Someone needs to jump in here and get this medication issue organized. Your mom may not be taking her medication as prescribed but she could also be taking it and then not remember she took it and take it again. Get those prescription bottles that are scattered throughout the house and get them organized. Familiarize yourself with what your mom takes, why she takes it, and when she's suppose to take it. Since your sister lives close to your mom she might be the person to get this going but don't leave it all up to your sister to deal with, jump in yourself.

If your mom lives alone a caregiver is a good idea however if your mom is supposed to be taking daily medication having a caregiver "stop by a few times a week" isn't going to do any good. And regardless of whether mom likes it or not, that medication needs to be organized. Throw out anything she doesn't take anymore (don't keep it "just in case"). Get a pill box and make sure it's filled every week. Is your mom able to look at the clock and think, "Oh, it's noon. Time for my noon medication."? If not then you might have to figure out a way to ensure your mom is taking her daily medication. Hire someone, look into assisted living, maybe sis can stop by your mom's house everyday....Something needs to get figured out.

Your sister should start by organizing the meds and then after putting them in a pill box for the week take the bottles and stash them away where your mom can't get to them. My dad used to organize his own medication in a pill box. He had no dementia and there was no reason for me to worry about what he was doing. Then I found out that, in order to be able to fill all of his scrips at the same time, he was organizing his pills in HIS order, not according to when he was supposed to take them.
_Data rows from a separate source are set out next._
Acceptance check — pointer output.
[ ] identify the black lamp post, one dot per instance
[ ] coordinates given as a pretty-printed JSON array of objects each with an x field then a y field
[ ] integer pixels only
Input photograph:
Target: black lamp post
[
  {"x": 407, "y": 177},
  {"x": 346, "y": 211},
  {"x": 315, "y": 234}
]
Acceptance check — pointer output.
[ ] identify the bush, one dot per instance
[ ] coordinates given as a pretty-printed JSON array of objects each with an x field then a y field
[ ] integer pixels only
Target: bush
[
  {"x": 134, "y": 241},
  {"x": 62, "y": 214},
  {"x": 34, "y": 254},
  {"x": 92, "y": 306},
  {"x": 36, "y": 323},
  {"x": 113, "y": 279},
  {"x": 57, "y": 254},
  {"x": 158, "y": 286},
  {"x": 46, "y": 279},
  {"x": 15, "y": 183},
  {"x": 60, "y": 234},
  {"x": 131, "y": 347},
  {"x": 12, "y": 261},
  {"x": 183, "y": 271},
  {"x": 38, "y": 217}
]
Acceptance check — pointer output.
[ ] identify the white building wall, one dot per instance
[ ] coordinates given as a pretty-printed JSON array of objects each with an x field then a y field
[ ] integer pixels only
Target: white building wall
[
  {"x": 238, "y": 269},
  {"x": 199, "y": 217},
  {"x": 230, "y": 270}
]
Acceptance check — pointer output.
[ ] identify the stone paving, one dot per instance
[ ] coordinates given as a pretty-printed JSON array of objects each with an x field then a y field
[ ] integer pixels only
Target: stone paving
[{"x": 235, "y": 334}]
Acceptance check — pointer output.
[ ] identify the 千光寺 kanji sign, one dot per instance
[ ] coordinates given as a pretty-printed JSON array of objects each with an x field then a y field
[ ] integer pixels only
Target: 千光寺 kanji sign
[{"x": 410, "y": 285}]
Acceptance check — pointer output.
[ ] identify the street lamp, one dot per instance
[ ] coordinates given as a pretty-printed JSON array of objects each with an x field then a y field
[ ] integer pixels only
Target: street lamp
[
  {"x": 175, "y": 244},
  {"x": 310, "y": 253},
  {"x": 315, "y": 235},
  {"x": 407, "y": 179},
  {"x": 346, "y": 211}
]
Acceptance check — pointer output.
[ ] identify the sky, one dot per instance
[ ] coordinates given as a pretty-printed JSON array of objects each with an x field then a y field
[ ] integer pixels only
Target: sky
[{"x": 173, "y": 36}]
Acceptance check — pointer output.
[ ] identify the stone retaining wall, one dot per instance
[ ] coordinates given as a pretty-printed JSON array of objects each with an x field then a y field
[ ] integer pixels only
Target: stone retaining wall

After that, I took over his medications. We don't know what our parents are doing until we stick our snouts into their business as uncomfortable and unwanted it may be. And when it comes to dementia we have to protect our parents from themselves because they no longer have the ability to safely take care of themselves. My dad eventually lost his mind due to the disease process of liver failure and he was completely unable to care for himself. I know it hurts to see your mom like that and to realize that your mom, who took care of you your whole life, now needs taking care of herself. Between you and your sister you should be able to do this for your mom. As you know dementia only gets worse so it might be time to have a talk with your sister about what to do when the day comes and your mom can't care for herself at all. Don't wait until that day comes to discuss it. Discuss it NOW. This thing with the medication is just the beginning. And if your mom still has periods of lucidity try to talk to her about what she has in mind for herself.

But you're doing the right thing now. You've recognized a problem and you're taking steps to resolve it. I think your mom is lucky to have you and your sister in her corner.